Ledesma and another officer in the interview room with him are armed with an array of airtight evidence against the crime novelist, including an audio recording of Nancy hiring undercover investigator Terry Young, as well as the wedding ring she gave him as a down payment on the job.
"We're gonna ask you for the truth, the truth only, that's all we're asking for," Ledesma says.
Then a sudden interruption, and when investigator Ledesma opens the door, Nancy gasps in shock. Nancy sees husband Jody standing there alive and well.
What was her reaction?
"'Oh my God, I should have known,' and she covered her face with her hands," said Jody.

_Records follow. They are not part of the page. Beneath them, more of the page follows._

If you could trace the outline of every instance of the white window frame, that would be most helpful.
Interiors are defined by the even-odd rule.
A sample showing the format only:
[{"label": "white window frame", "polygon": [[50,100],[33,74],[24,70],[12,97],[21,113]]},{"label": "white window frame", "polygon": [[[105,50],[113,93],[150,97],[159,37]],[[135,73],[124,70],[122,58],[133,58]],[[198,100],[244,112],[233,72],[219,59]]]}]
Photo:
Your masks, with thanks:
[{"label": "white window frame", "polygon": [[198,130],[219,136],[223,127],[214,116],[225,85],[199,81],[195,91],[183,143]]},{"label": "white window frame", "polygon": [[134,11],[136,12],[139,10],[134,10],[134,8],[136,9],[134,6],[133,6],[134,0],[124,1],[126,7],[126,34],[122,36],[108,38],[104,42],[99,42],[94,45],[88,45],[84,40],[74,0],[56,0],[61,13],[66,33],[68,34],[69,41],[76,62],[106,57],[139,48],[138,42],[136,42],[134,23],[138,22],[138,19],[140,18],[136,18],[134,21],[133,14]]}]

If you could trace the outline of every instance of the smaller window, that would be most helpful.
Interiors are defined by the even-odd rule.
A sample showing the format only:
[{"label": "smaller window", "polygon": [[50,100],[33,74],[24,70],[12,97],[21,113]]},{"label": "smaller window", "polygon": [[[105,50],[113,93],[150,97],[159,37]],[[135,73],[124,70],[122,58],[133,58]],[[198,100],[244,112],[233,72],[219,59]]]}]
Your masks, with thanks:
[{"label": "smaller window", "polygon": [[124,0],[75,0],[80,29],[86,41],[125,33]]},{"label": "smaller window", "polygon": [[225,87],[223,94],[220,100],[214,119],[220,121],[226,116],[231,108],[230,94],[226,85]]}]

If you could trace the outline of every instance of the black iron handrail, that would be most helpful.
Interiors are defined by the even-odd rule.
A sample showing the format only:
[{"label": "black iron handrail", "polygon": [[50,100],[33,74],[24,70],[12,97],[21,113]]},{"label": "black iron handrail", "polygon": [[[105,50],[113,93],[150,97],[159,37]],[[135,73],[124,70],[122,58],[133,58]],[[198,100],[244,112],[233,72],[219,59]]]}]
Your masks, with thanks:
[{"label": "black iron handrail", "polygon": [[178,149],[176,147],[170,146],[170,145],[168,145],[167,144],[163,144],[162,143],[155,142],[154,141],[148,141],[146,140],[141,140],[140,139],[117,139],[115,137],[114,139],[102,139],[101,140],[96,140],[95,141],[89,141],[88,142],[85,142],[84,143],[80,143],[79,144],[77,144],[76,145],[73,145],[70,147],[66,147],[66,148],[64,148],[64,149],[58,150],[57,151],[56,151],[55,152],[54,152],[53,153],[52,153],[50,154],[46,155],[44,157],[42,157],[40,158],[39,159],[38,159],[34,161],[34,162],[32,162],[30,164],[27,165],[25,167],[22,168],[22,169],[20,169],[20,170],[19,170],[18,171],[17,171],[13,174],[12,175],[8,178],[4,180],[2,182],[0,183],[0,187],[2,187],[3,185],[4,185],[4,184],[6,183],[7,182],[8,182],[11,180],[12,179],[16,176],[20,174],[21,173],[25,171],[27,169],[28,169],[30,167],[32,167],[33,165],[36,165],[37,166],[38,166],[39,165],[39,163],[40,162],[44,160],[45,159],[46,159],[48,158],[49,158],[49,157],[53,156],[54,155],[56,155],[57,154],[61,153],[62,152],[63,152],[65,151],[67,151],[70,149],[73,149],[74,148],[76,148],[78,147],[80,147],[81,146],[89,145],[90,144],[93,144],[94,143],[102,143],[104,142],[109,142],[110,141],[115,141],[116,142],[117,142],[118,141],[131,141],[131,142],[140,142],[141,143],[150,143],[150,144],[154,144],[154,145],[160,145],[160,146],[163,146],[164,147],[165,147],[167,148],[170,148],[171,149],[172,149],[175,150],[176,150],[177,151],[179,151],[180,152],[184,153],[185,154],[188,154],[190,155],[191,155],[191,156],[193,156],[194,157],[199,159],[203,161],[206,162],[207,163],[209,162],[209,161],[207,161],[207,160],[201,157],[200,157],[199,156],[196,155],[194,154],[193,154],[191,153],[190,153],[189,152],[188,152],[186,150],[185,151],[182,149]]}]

But unbelievably, Nancy immediately regains her cold composure. And she starts asking the cops about the hit-man she hired.
"You told me my husband died, and? Who's the guy?" Nancy asks. "Who's the guy?
"You know who the guy is," one officer says. "Who's the guy?"
"Hold on, this is a setup," she says. "You're not going to do this to me. Never. This is a setup, and he's doing it. Jody."
"Nancy, this ain't a book. This is real life," one officer says.
"Sorry. I'm not complying," says Nancy. "Who's the guy? You said his name was Dwight. How do I know a Dwight? Who is he?"
"If you had to guess right now, who would you think he is?"
"I would think he was somebody that Jody set up," she says. "He could not want me out of the picture that bad, so he's lying and this was an elaborate joke on my part.
"Who set me up?" she says.
"You set yourself up."
"Well then, y'all are just going to have to lock me up," Nancy says.
"We are going to lock you up. Rest comfortably assured that that's going to happen."
"All right. But I did not talk to that man, I don't give a damn what he says," she says.
Then Nancy gets another surprise. "Dwight" walks in and they identify him as sheriff's investigator Terry Young.
Nancy finally realizes she'd been stung hiring that hit-man in the hotel parking lot.
Now Nancy appears to cry, saying she's grateful her husband Jody isn't dead.
"I'm so glad he's alive," Nancy says.
And Jody Gelber is so glad Nancy is now behind bars after being sentenced to 30 years for conspiracy to commit capital murder. She will not be eligible for parole until 2026.
"She thought she could get away with it," said Jody. "She thought she could outsmart the police. She really did."
But the law wrote the last chapter of this crime story.
The judge in the Gelber case says that if she chooses to write a book about this crime, her ex-husband could sue her for a portion of the profits.